Il en va de même pour les musiques de film : Où sont les Michel Legrand ou Georges Delerue aujourd’hui ? Autrefois, les réalisateurs concevaient la musique du film comme un élément essentiel du récit. Aujourd’hui, on a tous un ami qui bricole avec des logiciels à la portée de tous, la musique n’étant plus qu’un jeu de mikado à assembler. Le compositeur semble ne plus servir à rien. Bientôt, l’intelligence artificielle nous aura tous remplacés. C’est déjà le cas dans la musique pour la télévision et la pub, qui faisait vivre des centaines de compositeurs. Le bonheur se trouve maintenant dans les banques de données où l’algorithme remplace la composition autant que nos cœurs battants.

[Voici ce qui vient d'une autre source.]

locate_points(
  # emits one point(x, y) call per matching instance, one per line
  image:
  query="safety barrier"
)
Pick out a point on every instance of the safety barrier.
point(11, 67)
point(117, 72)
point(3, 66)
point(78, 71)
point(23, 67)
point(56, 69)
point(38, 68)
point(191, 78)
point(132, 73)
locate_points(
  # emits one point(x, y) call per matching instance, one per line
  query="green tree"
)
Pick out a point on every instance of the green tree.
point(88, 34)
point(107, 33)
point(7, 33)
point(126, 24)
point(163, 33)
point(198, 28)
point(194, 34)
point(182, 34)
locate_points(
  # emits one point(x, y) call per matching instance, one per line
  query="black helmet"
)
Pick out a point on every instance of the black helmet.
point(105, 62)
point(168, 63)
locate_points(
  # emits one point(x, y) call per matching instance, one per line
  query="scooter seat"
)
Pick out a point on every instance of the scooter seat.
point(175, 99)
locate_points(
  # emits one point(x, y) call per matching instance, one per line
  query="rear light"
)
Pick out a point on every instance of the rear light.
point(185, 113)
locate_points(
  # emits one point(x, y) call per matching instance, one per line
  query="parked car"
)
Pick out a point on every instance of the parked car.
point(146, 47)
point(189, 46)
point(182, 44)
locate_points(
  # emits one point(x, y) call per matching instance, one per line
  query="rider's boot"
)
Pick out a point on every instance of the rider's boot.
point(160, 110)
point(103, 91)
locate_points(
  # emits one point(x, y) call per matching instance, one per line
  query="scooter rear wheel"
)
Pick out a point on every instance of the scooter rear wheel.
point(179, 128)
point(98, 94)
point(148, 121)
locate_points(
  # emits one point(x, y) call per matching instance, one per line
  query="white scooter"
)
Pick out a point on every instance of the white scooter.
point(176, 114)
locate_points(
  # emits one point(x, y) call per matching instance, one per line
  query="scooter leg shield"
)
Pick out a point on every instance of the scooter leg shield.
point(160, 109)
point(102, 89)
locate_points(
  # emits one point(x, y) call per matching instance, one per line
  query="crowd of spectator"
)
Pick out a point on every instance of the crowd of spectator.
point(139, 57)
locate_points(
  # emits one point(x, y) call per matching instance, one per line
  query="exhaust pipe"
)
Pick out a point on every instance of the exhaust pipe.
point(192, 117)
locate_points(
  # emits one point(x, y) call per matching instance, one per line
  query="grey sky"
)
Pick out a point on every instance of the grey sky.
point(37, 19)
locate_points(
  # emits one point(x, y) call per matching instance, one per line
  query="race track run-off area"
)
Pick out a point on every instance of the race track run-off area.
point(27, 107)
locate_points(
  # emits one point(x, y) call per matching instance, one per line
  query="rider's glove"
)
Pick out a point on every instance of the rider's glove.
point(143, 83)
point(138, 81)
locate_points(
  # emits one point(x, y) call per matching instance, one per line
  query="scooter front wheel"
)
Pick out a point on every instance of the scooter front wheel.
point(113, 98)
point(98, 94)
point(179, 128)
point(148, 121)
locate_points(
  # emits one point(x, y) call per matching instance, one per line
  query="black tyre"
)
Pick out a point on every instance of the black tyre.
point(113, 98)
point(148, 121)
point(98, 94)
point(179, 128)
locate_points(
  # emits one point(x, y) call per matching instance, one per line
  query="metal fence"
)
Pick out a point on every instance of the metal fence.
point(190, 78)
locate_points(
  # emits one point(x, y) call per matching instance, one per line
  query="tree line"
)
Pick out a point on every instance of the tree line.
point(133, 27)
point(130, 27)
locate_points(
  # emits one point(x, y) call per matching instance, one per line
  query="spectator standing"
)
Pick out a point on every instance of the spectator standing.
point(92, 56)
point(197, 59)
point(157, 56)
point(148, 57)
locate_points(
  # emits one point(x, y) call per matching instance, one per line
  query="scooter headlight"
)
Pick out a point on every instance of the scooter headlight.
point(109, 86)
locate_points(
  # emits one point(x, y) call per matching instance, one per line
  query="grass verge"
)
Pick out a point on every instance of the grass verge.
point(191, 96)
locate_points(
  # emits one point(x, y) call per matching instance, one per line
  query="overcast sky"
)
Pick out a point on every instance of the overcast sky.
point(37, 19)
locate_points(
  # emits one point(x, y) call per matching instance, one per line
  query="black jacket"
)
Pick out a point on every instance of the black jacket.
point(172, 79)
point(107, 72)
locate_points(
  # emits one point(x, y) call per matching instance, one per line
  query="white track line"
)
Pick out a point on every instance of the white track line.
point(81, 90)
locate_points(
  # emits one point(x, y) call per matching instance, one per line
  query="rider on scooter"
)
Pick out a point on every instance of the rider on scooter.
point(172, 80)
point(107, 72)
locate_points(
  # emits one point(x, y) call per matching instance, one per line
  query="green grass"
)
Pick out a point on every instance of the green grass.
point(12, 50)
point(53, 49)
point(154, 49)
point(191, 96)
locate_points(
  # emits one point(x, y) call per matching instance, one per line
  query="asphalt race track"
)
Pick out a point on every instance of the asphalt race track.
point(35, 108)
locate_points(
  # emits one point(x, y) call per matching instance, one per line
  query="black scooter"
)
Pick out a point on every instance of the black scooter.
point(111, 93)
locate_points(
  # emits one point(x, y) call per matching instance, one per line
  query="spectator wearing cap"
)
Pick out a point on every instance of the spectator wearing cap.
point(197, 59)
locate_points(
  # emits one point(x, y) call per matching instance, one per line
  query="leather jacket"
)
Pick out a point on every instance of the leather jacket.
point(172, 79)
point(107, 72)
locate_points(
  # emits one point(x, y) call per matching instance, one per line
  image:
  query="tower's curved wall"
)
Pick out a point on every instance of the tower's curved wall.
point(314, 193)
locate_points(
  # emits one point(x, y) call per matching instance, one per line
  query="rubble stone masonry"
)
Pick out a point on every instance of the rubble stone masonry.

Les compositeurs, et tous les créateurs, sont des espèces en danger. Et avec eux, tout ce qui fait de nous des humains – l’exigence d’un langage écrit, l’acharnement de l’instrumentiste, l’effort d’un compositeur à sa table.
L’influenceur, le polémiste remplacent l’artiste dans l’espace public. Dans l’indifférence, voire avec la bénédiction du pouvoir et des partis politiques.
La musique vivante veut encore produire de l’émerveillement et révéler au monde les vibrations essentielles à nos vies.
Ne nous laissez pas disparaître, ne vous laissez pas mourir.